The program focuses on guiding clients through every step of their housing journey under three pillars: pre-tenancy support, post-tenancy stabilization, and eviction prevention.
To achieve their mission of ending the cycle of homelessness, Living Well at Home includes wraparound programming in behavioral health, case management, individualized service plans, and coordination with other support services.
“Our stabilization services are very hands-on,” says Eileen O’Brien, BMC’s director of Housing Services.
Working in collaboration with social workers, the department’s case managers do weekly home visits to check in to see how their clients are doing—helping them meet their lease agreements, providing guidance with budgeting, or offering behavioral health support via BMC, including medication management, talk therapy, or treatment for substance use disorder. As part of the health system, Living Well at Home works closely with clinical teams to help patients access healthcare services, which are often necessary for their housing stability.
O’Brien has seen these services make a big difference. “The vast majority of the people that we help find housing remain housed for as long as they wish to be housed, or until health concerns arise that require a different level of care.”
Over the past year, Living Well at Home helped house or prevent eviction for 199 people, and reached 734 clients with case management services. The vast majority of clients were very low income, and roughly half were aged 60 or older.

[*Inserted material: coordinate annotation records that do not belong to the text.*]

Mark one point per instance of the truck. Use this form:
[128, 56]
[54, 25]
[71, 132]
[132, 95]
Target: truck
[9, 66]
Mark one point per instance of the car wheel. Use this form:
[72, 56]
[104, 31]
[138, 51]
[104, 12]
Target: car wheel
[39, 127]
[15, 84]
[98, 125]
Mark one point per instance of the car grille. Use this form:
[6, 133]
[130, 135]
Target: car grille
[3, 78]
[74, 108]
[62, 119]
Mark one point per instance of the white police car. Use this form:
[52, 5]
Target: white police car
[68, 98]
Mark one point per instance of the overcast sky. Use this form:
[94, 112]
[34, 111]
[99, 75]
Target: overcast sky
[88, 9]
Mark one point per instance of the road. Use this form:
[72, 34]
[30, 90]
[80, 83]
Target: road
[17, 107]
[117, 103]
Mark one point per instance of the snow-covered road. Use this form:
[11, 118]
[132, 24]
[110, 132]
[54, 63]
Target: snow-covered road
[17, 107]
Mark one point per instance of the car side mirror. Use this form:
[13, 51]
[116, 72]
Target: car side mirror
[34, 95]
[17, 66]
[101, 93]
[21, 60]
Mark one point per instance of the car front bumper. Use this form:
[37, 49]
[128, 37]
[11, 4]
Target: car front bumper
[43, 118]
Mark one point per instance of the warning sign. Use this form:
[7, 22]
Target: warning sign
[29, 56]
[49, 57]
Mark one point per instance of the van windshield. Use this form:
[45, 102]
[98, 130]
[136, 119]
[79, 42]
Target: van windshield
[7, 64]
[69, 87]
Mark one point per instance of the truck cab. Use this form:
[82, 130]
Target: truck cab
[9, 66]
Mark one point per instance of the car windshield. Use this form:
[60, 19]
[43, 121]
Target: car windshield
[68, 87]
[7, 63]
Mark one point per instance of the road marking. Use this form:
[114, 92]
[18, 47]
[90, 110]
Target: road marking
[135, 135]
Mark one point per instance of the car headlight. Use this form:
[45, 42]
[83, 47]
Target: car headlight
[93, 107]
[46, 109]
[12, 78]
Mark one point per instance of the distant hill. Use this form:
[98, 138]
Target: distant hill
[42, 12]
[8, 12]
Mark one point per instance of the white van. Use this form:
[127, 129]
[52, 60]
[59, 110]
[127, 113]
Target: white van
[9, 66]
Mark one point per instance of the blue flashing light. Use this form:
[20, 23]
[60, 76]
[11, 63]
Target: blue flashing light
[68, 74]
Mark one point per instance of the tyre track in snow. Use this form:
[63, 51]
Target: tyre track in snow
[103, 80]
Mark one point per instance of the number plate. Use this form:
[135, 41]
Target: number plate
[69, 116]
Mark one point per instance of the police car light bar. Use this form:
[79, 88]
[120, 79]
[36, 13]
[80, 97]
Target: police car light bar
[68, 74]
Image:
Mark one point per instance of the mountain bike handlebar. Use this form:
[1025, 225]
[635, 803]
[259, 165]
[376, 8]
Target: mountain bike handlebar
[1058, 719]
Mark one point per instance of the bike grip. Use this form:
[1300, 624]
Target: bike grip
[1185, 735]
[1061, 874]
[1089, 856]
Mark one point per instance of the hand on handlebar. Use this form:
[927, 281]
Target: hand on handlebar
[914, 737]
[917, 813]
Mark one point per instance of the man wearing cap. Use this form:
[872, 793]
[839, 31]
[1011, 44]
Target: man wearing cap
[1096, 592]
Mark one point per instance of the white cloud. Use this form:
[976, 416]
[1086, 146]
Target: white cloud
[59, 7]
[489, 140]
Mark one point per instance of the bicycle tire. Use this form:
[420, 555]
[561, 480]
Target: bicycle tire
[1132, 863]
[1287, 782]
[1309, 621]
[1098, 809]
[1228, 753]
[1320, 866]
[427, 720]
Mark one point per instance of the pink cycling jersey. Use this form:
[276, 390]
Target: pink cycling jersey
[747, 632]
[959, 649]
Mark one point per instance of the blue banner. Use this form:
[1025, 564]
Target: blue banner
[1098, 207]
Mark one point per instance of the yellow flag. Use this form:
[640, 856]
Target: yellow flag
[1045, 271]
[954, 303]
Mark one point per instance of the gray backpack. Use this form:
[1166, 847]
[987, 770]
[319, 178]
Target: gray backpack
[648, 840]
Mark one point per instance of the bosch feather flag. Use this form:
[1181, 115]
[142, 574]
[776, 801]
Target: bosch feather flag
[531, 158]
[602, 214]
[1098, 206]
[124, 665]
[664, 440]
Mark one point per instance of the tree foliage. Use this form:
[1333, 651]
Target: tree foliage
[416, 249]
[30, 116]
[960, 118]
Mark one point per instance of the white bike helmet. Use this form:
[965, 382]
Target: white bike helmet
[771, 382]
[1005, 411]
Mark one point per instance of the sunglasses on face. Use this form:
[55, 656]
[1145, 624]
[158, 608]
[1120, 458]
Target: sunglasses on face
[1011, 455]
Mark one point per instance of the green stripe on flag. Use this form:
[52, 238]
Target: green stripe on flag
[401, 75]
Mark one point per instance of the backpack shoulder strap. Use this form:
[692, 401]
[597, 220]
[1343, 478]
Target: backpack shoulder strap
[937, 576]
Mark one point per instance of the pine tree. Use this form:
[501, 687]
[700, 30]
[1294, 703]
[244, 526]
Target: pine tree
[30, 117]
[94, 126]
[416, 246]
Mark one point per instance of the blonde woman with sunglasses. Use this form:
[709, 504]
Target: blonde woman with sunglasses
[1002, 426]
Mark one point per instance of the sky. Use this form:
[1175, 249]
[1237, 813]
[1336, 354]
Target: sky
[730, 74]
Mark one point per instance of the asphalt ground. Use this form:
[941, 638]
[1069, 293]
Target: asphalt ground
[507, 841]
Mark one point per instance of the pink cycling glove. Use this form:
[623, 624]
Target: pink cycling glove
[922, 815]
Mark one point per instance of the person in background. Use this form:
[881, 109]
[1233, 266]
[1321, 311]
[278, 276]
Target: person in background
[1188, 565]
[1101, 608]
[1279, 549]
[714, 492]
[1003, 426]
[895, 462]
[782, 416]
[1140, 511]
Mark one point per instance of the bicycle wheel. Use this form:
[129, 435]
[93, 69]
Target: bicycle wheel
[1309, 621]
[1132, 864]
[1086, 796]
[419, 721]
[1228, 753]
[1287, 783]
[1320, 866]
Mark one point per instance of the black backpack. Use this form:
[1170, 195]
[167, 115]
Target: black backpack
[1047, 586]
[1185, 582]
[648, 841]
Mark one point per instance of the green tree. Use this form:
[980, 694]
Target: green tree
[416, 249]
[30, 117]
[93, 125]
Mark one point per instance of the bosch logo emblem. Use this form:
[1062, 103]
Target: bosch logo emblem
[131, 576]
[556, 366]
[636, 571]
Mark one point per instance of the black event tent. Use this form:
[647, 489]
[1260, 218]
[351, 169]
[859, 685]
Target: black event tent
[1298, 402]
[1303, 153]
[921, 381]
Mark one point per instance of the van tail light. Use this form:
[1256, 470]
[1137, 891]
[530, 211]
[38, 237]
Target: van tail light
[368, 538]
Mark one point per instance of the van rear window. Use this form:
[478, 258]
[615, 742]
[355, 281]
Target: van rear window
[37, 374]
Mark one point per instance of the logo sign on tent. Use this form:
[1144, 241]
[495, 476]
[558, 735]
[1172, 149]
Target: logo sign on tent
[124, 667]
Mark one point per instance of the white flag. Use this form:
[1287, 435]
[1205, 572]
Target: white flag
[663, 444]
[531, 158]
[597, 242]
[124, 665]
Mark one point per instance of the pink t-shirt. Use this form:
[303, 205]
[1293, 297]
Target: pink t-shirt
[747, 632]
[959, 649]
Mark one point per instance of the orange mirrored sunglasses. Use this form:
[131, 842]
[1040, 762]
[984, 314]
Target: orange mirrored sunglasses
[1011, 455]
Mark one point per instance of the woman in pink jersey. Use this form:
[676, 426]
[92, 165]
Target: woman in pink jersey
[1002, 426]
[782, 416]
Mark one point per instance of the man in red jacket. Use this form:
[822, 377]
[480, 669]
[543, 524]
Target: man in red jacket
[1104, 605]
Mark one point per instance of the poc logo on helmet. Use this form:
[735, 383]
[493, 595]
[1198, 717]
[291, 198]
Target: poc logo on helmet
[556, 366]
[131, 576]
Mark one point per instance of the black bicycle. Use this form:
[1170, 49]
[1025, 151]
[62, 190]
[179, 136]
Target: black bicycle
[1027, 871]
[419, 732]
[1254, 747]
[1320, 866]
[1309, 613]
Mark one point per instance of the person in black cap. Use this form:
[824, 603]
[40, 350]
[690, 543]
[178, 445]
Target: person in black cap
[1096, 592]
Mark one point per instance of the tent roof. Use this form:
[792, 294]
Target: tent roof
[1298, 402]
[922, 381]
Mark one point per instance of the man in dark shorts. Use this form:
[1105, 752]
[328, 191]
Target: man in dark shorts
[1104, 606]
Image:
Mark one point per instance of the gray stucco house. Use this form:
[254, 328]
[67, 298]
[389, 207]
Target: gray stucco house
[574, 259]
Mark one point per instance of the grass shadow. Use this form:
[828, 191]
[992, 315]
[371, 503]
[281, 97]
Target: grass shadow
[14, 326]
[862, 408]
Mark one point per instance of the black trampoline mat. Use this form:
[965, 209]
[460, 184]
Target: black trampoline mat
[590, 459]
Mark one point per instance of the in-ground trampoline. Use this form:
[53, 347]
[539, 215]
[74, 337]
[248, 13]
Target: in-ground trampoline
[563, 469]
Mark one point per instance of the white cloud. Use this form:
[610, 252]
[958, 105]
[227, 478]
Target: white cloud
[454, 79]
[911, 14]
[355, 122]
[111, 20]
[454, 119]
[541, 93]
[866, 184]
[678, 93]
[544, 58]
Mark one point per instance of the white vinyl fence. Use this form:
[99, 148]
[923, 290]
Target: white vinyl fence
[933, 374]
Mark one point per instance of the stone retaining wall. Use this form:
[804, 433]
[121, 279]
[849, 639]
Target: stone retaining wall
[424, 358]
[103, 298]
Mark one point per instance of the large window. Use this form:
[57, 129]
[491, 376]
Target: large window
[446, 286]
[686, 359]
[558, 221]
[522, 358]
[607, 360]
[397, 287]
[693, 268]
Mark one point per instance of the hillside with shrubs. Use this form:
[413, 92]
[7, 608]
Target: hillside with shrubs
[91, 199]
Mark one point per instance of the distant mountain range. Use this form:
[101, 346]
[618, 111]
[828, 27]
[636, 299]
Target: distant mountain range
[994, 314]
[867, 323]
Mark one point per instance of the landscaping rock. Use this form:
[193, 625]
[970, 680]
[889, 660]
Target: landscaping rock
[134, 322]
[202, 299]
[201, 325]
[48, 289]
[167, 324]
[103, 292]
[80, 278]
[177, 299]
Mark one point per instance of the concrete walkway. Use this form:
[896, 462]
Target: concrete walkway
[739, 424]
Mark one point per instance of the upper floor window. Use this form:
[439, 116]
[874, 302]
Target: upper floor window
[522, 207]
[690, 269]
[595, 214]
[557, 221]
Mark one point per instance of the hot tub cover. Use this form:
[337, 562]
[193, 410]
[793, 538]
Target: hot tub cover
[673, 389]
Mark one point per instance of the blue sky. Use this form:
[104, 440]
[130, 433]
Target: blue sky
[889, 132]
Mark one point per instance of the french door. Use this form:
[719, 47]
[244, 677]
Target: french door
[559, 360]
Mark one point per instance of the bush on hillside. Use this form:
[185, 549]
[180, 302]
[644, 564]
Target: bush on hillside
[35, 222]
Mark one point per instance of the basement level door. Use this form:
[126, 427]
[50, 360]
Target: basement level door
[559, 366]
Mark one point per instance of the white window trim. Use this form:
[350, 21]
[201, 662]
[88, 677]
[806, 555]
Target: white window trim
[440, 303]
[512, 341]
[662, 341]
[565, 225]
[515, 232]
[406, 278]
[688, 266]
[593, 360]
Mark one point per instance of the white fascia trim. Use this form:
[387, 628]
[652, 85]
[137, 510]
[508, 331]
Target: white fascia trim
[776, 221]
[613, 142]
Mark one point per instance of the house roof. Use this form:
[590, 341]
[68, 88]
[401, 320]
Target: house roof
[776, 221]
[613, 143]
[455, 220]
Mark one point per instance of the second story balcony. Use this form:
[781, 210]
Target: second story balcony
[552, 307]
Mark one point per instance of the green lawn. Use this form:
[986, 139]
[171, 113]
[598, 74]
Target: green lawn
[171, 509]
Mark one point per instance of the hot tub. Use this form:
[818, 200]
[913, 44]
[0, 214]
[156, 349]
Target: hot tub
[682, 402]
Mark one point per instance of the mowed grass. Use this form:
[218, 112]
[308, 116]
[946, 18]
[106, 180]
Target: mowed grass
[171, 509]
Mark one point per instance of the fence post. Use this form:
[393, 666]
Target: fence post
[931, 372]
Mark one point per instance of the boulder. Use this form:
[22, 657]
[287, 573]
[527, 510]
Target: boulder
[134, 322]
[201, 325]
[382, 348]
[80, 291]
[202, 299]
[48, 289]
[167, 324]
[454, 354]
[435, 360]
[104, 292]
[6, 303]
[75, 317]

Living Well at Home: Unique’s story
One of those clients is Unique Robinson. Unique was first introduced to Living Well at Home by a Complex Care Management nurse named Betsy at the BMC/YWCA transitional program in Central Square, Cambridge. Unique lives with a medical condition that requires extensive care, and, at the time, she was experiencing homelessness. Betsy and Unique worked together with a program case manager named Angelys.
“Angelys and I had regular meetings. When it was time to start looking for housing, she walked me through the rental process from start to finish,” Unique describes. “She took me to my rental interviews and walked me through the tedious paperwork, sitting right beside me as I filled in each blank.”
Once Unique acquired housing with the partnership and support of Angelys, the Living Well at Home relationship focused on tenancy stabilization. Unique describes shopping with Angelys for pots and pans, bedding, and furniture. Beyond that, Angelys walked Unique through the process of obtaining a bus pass and helped connect her to Meals on Wheels.
“I was fortunate enough to meet Angelys,” Unique says. “I had no bumps along the way; she made it very easy. I took her guidance, went through the process, and look at me now: I am good.”
Now with stable housing, Unique is able to better manage her medical condition. Before engaging with Living Well at Home, she frequently visited BMC’s Emergency Department; since, she has had no visits at all, instead managing her care more regularly with her care teams. Now, she has been able to tap into her love of reading. On her days off work, Unique enjoys spending time at the library—only a short walking distance from her new home.
“My experience is not really different from anyone else experiencing homelessness,” Unique says. “I was fortunate to have the right people to talk to, like Angelys, who walked me through the process. And when you do that, you feel unstoppable. I am Unique and I am unstoppable.”